Sunday, May 30, 2010

Back on the Stick

As the first minimalist blog in the fucking universe I feel compelled to restate my purpose. There are a few other minimalist blogs out there now but back in the day there was none and a search for minimalism bore some disappointing fruit, just new age nonsense and heavy eastern philosophy cut and pasted from gutenberg.org.

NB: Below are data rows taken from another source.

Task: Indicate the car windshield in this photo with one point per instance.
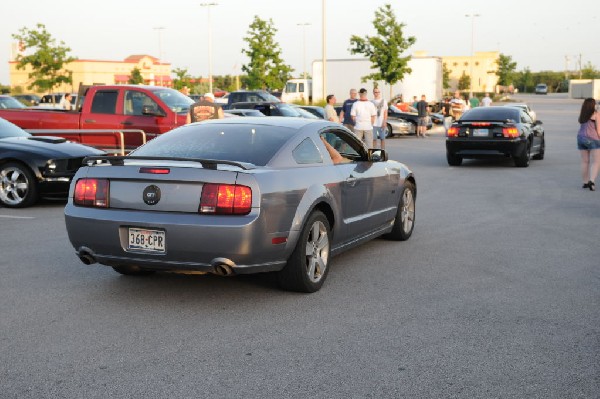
(491, 114)
(9, 102)
(7, 129)
(253, 143)
(176, 101)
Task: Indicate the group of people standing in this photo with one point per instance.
(367, 119)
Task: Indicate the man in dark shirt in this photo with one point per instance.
(345, 116)
(423, 113)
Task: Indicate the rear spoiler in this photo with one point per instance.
(206, 163)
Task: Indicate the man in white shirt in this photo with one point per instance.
(487, 101)
(363, 114)
(330, 113)
(457, 105)
(380, 125)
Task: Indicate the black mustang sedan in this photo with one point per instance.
(35, 166)
(495, 131)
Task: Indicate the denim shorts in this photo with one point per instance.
(583, 143)
(378, 133)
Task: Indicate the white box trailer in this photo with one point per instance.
(345, 74)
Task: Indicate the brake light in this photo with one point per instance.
(452, 132)
(511, 132)
(225, 199)
(91, 192)
(156, 171)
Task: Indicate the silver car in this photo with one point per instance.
(239, 195)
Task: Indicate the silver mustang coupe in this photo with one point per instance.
(239, 195)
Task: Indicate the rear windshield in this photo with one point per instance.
(255, 144)
(491, 114)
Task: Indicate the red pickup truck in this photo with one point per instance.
(153, 109)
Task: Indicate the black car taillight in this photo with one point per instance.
(225, 199)
(91, 192)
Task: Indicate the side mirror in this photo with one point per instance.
(151, 110)
(377, 155)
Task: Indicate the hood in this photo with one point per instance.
(53, 147)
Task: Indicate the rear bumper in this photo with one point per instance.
(193, 242)
(469, 147)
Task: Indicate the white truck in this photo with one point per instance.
(345, 74)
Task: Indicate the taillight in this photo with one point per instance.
(91, 192)
(225, 199)
(511, 132)
(452, 132)
(156, 171)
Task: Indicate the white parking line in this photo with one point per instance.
(16, 217)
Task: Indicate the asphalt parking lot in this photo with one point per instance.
(496, 295)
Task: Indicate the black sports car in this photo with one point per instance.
(36, 166)
(492, 131)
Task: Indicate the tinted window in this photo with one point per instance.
(491, 113)
(307, 152)
(255, 144)
(135, 101)
(104, 102)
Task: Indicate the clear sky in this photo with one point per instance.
(538, 34)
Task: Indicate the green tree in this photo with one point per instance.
(446, 76)
(464, 82)
(183, 78)
(46, 58)
(136, 77)
(506, 70)
(266, 69)
(385, 50)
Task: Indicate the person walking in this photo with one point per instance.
(330, 113)
(205, 109)
(422, 117)
(380, 125)
(363, 114)
(588, 142)
(457, 105)
(345, 116)
(487, 101)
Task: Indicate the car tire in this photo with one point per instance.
(522, 160)
(404, 223)
(540, 155)
(453, 159)
(307, 267)
(132, 271)
(18, 186)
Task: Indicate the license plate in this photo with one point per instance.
(146, 240)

I did this because I was moving and I was a slob and didn't want to carry all that useless junk up three flights of stairs, instead I declared myself a minimalist and confronted my irrational attachment to clothes and books and all sorts of miscellany that defied definition. I started to write about it because it worked. My big empty house looked clean, the few things I kept were organized. Instead of spending hours sifting through piles for a tool to fix another thing in another pile that I didn't even really need, I had all this free time. I was inspired and sought out other ways to change, keeping all this goodness to myself seemed... rude.
Next came a hundred or so posts about biking and clothing and grocery bags that really weren't that interesting, in the last few years I really wasn't a minimalist at all, my place was crowded with junk as I settled into old habits, got fat and lazy and started grabbing things out of the trash again. The walkways and piles reappeared and I became hypocritical. To my credit, I did stop proselytizing minimalism to people when I discovered I had lost my way - but here I am again! Reborn!

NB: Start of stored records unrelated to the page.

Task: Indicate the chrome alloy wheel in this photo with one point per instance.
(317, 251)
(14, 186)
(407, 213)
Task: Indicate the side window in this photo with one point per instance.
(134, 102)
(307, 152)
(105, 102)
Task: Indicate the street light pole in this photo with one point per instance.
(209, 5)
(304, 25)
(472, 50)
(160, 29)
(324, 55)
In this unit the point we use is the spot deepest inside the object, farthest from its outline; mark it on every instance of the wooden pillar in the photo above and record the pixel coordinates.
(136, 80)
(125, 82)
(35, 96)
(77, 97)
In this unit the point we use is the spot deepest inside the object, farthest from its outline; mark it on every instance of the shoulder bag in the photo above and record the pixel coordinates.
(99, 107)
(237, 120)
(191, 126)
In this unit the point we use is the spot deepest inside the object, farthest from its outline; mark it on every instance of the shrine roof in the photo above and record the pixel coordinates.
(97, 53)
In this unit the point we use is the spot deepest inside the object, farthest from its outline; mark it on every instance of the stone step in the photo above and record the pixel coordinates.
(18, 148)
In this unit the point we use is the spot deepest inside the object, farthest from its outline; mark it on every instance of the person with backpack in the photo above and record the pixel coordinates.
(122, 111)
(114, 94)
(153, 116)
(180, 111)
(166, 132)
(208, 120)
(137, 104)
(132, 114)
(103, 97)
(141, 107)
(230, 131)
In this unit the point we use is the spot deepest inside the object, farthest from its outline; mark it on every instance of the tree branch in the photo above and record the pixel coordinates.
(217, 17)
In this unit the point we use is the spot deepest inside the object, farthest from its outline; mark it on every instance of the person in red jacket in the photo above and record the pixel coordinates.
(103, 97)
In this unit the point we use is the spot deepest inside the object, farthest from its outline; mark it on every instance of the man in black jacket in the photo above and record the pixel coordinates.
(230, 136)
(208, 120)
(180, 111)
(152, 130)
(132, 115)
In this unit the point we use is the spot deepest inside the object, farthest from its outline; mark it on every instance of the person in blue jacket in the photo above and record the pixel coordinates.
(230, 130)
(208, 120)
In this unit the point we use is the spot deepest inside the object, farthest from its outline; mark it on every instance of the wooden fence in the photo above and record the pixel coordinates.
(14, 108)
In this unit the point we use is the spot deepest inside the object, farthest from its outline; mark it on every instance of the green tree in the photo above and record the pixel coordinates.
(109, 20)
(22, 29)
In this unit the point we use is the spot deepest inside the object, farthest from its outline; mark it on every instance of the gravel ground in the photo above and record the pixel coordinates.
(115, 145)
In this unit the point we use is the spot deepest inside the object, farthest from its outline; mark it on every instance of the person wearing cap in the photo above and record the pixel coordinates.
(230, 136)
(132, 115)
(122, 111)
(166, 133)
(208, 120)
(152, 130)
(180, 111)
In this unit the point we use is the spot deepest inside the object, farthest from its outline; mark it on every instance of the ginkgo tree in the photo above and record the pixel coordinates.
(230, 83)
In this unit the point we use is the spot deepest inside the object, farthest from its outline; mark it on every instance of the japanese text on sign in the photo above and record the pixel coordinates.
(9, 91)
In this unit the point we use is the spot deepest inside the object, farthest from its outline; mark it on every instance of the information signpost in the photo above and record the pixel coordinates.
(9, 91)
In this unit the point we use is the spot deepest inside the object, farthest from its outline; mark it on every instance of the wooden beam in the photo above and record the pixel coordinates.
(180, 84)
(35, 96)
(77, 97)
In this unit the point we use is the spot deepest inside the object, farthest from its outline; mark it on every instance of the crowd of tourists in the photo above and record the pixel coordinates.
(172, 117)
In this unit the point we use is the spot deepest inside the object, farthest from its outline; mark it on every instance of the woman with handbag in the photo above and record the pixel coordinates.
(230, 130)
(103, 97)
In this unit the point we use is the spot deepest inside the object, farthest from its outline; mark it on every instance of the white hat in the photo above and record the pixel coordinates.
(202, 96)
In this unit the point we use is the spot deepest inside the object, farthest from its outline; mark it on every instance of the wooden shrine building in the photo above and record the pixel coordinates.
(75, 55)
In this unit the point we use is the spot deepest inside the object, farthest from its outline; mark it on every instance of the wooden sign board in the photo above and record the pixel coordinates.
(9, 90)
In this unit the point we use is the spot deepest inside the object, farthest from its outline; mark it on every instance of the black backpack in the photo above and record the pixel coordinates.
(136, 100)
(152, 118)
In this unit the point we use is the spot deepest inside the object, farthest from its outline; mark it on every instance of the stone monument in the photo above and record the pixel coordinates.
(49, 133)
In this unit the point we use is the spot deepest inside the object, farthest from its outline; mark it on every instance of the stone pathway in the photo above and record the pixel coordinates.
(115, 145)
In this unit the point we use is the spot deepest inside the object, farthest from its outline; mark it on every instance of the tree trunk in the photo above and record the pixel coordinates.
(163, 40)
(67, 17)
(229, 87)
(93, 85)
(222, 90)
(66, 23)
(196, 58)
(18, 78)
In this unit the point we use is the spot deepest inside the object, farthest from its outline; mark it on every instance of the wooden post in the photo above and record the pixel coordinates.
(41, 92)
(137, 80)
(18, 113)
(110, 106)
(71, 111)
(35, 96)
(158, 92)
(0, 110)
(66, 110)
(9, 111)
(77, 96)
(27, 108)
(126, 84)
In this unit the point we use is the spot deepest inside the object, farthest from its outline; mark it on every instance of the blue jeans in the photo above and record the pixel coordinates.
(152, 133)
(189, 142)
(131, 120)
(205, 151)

This time there was no move, only a steady slow build of loathing. The retail shopping experience is a particular source of unpleasantness but to post the simple fact that I don't like something without some kind of viable alternative was really just a waste of everyones time. Who the fuck cares what I think, I don't care what you think, I even turned off the comments and never check my email. I wouldn't want to read about how much you hate the TV show you just saw or how you bought an iMac and it was not the quality product you'd expected. Its a matter of courtesy.

There is a need for minimalism now, that is what changed. The "new poor" are not adjusting well to their new financial status and the youth don't learn shit in school about the simple economics of the home. People need to know how to reconstitute dried beans and make soup, they need to know that biking is cheaper than driving to the gym to ... ride a fake bike. That things you buy in the store can be FIXED when they break and you don't need to buy a new one. Green blogs are mostly bullshit, selling bamboo novelties and solar knapsacks (GOD, how I hate those things....) and its really just the same model with different suppliers. A cellphone that gets buried in the ground and a plant grows out it? I'm sorry but that is stupid.

This is me getting back on the stick.



Moral: Don't say it if you're not going to do it.